Lennart fissò un’altra mosca all’amo e lo gettò ancora in acqua. «Mi fa piacere che ti siano piaciuti, gli stivali. E quella volta non è successo nulla», disse. «Ewald è già abbastanza indaffarato con la gestione di questo campeggio per qualche settimana d’estate. Non ce l’avrebbe mai fatta con il negozio».
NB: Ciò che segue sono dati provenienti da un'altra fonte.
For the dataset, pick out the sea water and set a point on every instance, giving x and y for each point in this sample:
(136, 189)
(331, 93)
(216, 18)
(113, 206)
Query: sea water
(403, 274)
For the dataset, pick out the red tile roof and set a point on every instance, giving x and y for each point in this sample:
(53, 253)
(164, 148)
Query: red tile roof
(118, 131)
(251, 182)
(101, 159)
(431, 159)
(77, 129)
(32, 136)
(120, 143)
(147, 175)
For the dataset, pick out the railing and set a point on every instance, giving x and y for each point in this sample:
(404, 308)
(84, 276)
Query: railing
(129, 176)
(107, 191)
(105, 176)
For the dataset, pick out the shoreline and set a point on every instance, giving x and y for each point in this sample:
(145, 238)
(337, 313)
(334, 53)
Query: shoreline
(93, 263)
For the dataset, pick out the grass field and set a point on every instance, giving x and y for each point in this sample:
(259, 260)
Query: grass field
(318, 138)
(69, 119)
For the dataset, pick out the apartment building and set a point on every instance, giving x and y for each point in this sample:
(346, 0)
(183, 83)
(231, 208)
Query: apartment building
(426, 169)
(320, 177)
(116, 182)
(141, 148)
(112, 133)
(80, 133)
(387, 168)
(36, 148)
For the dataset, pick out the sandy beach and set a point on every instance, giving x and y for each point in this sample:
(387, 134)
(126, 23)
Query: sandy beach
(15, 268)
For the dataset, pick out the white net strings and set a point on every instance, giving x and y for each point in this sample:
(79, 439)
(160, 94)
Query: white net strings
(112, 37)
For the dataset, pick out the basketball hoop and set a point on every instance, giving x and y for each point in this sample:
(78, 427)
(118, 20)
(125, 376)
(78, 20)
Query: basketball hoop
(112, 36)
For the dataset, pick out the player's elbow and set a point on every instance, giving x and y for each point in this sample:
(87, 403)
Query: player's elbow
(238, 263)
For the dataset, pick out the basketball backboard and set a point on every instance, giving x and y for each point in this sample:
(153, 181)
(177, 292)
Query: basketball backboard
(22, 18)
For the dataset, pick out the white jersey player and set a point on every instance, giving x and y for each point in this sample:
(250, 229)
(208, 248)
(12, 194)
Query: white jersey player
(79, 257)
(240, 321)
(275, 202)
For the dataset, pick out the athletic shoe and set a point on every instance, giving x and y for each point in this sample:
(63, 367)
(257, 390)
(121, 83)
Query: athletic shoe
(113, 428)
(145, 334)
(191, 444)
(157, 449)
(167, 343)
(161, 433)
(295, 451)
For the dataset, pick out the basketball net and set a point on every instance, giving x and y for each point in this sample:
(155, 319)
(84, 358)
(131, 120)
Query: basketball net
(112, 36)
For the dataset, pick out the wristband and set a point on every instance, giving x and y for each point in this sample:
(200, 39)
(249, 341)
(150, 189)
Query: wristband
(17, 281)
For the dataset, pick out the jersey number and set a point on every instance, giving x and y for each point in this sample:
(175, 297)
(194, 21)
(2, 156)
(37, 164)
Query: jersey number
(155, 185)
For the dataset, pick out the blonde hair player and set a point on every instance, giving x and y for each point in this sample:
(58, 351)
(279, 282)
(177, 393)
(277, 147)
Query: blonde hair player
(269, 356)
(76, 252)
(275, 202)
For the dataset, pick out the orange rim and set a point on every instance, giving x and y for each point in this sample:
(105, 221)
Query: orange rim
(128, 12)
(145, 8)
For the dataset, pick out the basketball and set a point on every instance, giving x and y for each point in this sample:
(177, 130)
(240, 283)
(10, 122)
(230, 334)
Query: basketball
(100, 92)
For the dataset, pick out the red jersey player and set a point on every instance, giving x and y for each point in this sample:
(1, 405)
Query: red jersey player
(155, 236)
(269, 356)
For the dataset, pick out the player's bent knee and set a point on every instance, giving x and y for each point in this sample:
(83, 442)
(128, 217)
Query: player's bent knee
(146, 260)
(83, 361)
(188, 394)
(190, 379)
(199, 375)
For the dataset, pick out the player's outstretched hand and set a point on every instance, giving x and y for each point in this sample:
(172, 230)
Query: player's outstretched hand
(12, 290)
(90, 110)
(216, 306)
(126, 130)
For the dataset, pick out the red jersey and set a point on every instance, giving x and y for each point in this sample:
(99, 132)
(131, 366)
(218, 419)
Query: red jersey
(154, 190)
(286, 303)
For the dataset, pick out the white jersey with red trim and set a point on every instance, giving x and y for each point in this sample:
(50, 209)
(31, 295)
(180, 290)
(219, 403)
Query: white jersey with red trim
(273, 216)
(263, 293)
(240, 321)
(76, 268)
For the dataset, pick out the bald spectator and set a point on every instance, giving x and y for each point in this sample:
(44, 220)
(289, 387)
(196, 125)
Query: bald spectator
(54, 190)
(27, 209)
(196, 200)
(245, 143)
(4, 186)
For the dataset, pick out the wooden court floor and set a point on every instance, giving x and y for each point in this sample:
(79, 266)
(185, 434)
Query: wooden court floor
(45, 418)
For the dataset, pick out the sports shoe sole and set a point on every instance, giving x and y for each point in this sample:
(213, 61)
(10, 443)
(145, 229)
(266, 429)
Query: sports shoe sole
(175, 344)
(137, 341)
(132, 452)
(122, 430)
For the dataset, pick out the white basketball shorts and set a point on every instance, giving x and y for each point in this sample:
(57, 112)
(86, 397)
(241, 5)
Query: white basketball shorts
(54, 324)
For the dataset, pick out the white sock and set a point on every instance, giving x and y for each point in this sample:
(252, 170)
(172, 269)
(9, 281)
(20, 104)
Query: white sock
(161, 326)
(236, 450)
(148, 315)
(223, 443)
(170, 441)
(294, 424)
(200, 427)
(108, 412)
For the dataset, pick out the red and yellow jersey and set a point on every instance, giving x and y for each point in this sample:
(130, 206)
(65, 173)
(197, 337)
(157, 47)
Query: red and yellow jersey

William Pettersen si frugò nelle tasche alla ricerca di un pacchetto di sigarette. «A proposito, tengono molto caldo quegli stivali che mi hai dato. Non è che siano proprio calzature estive. Ewald comunque me l’ha raccontato».
«Che cosa?»
«Che ti sei arrabbiato quando ti ha detto dell’uomo in ascensore. Che voleva soltanto andare a casa a prendere…».
«Questo è un problema suo». Lennart Hjertnes fissava un punto nell’acqua.
William Pettersen lo osservò. «Per caso l’uomo in ascensore aveva qualcosa a che fare con la signora del sesto piano?»
«Ecco, ha abboccato».
«Allora?»
«In tal caso dovresti saperlo tu, William. Ti riferisci a qualcosa in particolare?»
«Non hai risposto alla mia domanda». Pettersen sostenne il suo sguardo mentre immergeva le dita in acqua.
«Sì che ho risposto alla tua domanda. Siete tu ed Ewald ad averlo visto, mica io». All’improvviso sentì dei rumori e si girò di scatto. Vide Lilly Rudeck che nuotava verso il largo. L’uomo di colore sedeva su un masso e la guardava.
Doveva essere il crudele teatrino ordito dal caso, pensò. Il modo in cui Lilly camminava, il suo vestito, le scarpe e i capelli. Ogni cosa in lei. Era stato uno shock, quello dell’uomo in ascensore. Un terribile shock. All’improvviso, tutto era tornato a galla.
William Pettersen iniziò a riporre l’attrezzatura da pesca. «Torniamo a riva, tra un po’?».
Lennart si girò dall’altra parte e non rispose alla domanda. «A proposito, hai detto alla polizia dell’uomo in ascensore, il fatto che Ewald l’aveva visto?»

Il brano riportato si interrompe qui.